1

Sorry if this question was already asked - will be happy to remove this one,

I have a numerical vector of clinical data to analyse and due to various reasons this vector contains 2 types of values: 10 (exact integer number) if the value in a current patient was normal and continuous values <9 or >11 if not (say, 8.7 or 11.9). How should I treat such vector in a regression approach (want to use it as a predictor)?

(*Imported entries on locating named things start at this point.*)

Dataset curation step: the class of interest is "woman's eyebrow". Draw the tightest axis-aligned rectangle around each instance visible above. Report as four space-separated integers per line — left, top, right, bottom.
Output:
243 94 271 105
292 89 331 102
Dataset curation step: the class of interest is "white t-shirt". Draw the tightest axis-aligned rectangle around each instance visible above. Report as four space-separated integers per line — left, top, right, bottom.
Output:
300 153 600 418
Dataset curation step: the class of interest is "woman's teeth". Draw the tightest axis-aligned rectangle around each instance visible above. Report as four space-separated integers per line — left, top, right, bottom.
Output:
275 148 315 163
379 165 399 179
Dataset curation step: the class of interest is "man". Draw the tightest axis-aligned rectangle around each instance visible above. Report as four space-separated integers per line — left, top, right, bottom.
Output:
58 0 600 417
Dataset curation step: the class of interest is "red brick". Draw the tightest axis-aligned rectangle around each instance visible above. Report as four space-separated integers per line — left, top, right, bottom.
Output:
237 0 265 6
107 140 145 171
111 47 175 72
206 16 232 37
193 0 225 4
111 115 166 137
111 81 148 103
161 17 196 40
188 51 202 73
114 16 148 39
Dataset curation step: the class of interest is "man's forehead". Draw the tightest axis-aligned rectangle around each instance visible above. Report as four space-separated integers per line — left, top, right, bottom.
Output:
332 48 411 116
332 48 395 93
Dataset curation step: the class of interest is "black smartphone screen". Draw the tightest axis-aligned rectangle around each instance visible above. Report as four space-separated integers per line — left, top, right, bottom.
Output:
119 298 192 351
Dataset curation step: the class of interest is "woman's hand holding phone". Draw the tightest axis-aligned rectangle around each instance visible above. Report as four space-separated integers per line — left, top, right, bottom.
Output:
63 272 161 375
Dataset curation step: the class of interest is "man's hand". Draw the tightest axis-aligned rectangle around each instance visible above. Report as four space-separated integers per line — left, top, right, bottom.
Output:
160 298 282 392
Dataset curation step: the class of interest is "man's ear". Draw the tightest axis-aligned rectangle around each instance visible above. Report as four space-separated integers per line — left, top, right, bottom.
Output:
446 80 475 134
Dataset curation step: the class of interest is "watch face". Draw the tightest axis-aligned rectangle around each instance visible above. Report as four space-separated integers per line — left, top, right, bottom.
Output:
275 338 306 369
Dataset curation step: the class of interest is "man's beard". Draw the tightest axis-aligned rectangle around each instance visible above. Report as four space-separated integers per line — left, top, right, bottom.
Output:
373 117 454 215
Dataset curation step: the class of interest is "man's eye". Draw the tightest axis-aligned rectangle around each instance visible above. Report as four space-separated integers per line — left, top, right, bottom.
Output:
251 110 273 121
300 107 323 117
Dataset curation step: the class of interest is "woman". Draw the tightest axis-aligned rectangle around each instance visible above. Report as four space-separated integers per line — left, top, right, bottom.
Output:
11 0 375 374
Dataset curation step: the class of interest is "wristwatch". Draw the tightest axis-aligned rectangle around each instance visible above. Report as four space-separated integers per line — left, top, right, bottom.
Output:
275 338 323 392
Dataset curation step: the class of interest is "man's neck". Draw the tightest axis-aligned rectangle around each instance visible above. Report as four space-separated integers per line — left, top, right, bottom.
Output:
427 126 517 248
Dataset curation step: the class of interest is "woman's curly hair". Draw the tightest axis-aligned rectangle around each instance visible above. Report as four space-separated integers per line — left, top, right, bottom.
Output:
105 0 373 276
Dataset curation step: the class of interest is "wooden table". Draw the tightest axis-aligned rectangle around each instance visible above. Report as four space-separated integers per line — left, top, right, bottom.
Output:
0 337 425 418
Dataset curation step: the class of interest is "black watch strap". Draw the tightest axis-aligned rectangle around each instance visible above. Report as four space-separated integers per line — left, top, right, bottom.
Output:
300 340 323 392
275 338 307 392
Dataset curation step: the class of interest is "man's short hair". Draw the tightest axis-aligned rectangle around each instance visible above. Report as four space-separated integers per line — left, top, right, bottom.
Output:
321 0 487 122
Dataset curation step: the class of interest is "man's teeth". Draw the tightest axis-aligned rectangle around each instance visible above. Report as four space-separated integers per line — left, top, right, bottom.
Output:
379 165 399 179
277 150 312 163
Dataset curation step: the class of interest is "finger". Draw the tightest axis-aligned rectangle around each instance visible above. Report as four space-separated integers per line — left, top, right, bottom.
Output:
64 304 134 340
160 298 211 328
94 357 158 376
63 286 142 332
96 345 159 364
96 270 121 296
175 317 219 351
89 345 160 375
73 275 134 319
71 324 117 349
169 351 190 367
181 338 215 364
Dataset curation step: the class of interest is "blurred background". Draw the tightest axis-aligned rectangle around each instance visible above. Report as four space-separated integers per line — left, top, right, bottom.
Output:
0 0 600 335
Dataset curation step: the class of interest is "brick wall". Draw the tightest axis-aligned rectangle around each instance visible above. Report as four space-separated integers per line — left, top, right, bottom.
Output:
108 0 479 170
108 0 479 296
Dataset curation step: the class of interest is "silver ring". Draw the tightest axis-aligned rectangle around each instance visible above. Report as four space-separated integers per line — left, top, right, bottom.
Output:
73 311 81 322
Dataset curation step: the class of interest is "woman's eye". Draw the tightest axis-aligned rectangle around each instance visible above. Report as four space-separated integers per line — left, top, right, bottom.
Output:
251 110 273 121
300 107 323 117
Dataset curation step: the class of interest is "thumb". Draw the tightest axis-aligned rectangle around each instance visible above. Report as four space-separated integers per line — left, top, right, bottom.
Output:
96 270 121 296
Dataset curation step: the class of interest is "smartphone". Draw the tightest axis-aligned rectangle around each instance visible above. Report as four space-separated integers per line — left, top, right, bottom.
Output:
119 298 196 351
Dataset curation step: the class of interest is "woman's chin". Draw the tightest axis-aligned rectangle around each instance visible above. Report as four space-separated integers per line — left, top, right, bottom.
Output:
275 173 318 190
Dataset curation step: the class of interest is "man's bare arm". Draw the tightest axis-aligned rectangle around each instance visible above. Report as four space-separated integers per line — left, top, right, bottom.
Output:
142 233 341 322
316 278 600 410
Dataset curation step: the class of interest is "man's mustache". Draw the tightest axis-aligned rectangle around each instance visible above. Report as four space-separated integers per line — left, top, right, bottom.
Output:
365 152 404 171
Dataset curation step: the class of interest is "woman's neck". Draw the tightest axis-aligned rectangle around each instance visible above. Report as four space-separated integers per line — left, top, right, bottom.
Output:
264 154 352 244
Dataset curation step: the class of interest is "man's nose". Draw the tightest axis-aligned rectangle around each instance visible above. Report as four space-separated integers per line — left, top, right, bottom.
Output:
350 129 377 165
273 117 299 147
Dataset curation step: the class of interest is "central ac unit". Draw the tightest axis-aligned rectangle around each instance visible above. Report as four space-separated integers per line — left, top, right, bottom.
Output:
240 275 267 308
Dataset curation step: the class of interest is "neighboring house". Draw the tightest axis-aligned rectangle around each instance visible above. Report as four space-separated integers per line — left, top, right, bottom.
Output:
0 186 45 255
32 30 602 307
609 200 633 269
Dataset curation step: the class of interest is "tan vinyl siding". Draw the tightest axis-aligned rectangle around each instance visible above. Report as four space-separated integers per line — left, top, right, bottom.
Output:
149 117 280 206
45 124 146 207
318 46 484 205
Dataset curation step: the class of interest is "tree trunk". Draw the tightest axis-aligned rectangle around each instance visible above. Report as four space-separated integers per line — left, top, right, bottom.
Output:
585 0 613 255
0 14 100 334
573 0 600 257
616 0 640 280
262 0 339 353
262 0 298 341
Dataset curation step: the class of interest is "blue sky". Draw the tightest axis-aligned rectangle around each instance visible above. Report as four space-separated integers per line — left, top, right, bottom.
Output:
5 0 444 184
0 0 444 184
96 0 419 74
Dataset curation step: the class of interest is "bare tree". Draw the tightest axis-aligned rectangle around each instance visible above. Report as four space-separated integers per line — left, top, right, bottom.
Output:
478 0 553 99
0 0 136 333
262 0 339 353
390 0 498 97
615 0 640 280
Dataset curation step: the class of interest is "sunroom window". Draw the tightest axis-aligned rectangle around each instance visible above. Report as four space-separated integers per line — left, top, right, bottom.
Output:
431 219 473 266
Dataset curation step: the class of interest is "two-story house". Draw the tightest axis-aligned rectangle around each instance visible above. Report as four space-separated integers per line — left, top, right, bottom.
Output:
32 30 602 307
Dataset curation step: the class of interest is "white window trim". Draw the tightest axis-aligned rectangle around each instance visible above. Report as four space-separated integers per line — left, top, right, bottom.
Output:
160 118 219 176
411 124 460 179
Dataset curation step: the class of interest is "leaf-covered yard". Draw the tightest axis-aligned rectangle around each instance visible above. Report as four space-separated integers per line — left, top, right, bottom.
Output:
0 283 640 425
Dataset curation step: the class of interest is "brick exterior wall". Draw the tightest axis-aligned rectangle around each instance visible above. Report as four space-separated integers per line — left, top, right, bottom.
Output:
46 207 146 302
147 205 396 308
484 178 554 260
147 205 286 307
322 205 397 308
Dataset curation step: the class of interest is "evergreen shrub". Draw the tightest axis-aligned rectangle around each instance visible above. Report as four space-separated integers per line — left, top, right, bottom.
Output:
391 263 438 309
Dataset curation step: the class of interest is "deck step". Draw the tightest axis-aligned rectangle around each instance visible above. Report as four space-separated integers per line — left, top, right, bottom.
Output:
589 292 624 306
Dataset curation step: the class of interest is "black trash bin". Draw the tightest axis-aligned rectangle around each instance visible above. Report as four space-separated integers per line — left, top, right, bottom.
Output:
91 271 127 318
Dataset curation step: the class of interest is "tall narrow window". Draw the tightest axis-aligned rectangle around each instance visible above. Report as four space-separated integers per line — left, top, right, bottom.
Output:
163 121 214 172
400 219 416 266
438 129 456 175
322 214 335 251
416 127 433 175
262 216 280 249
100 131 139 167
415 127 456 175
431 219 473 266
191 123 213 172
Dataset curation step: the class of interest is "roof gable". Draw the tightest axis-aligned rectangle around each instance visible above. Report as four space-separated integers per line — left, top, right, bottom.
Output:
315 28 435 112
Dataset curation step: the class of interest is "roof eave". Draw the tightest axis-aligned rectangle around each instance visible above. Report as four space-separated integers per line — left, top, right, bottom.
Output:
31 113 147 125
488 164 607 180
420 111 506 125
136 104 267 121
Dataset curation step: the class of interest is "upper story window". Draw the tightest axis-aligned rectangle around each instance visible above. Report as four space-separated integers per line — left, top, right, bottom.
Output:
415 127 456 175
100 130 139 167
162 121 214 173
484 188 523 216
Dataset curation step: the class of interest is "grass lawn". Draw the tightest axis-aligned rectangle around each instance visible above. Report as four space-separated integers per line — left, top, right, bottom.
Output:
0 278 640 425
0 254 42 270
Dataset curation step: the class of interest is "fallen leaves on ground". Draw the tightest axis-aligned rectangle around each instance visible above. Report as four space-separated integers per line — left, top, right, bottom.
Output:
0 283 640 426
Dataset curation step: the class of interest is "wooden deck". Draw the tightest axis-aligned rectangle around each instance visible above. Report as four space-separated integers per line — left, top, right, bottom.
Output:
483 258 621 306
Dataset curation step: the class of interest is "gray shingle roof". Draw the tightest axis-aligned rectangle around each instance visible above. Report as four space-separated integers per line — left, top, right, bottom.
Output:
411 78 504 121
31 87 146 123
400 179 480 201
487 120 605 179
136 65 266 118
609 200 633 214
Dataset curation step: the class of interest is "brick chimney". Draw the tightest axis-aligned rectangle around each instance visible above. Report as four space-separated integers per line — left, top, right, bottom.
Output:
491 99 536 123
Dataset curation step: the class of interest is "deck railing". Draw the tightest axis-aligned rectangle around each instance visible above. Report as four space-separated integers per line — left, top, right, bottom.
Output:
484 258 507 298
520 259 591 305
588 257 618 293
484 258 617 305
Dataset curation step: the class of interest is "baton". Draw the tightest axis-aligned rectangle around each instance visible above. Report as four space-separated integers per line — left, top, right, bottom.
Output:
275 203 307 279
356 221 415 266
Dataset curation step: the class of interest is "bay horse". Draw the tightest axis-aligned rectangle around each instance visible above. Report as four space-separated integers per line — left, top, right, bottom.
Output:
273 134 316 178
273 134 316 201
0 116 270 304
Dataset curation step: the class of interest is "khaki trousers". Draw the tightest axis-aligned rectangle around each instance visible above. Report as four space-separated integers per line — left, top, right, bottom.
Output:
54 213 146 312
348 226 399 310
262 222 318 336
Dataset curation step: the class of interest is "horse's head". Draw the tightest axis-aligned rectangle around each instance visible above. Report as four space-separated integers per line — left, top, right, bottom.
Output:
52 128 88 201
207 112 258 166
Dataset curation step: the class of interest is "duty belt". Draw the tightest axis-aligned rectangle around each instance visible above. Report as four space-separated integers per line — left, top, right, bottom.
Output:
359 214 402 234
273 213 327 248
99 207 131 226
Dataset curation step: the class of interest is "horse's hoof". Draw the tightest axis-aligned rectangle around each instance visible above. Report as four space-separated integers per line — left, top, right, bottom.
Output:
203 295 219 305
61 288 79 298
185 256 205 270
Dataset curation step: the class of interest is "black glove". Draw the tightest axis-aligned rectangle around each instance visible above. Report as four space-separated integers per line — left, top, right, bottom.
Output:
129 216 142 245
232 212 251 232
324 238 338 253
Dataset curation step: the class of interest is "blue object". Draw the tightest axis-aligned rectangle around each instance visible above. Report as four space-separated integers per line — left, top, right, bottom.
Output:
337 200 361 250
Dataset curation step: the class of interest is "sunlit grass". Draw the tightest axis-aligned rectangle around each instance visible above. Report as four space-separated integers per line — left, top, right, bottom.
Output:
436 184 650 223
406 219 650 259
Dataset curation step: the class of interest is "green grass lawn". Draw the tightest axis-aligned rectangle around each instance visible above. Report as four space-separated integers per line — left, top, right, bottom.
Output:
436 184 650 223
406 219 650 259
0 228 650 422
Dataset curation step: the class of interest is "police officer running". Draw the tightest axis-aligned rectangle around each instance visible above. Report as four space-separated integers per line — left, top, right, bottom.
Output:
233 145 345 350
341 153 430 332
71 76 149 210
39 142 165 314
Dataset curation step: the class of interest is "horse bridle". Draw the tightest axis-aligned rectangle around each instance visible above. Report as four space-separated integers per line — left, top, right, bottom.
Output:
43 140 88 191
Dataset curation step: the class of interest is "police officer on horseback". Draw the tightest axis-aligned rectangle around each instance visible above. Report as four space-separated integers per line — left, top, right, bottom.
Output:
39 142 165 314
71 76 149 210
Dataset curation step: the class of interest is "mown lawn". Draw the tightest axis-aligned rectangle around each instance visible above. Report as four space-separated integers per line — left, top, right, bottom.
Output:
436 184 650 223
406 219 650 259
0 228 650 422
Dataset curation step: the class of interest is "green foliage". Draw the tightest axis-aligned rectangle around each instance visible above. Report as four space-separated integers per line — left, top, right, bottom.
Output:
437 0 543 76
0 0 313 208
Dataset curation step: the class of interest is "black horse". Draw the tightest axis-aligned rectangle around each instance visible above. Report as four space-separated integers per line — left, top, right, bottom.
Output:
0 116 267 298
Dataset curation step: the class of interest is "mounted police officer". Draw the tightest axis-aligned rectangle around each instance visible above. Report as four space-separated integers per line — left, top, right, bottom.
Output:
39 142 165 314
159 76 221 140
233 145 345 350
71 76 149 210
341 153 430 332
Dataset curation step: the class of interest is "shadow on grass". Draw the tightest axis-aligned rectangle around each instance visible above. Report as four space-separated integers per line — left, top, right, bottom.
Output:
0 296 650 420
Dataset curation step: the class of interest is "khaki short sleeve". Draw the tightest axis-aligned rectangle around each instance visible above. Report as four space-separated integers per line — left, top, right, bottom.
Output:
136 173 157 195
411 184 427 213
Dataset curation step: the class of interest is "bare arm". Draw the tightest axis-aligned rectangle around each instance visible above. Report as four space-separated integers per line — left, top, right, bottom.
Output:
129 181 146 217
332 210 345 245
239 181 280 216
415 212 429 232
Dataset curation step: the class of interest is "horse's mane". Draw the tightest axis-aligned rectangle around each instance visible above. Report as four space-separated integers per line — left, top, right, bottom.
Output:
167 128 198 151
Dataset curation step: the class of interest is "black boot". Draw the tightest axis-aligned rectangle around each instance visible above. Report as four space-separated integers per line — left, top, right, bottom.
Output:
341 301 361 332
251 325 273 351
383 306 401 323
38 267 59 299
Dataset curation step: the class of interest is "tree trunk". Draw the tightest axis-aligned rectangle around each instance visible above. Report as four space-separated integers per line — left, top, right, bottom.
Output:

I was thinking about adding random noise to make values more "uniform", but then it is not clear how to do so.

Want to clarify: integer number of 10 totally makes sense, these is "number of events in the population of cells", if all the cells are normal, we will get exactly 10, but it may happen that say 62% of cells contain 8 events and 21% contain 9 events (the rest is normal and contain 10 events) - this continuous values are just average across 100% of the cells. Values are truncated at 9 and 11 because of the limitation of the measurement method - but the values are already truncated and it is not possible to recover the "noisy" measurement.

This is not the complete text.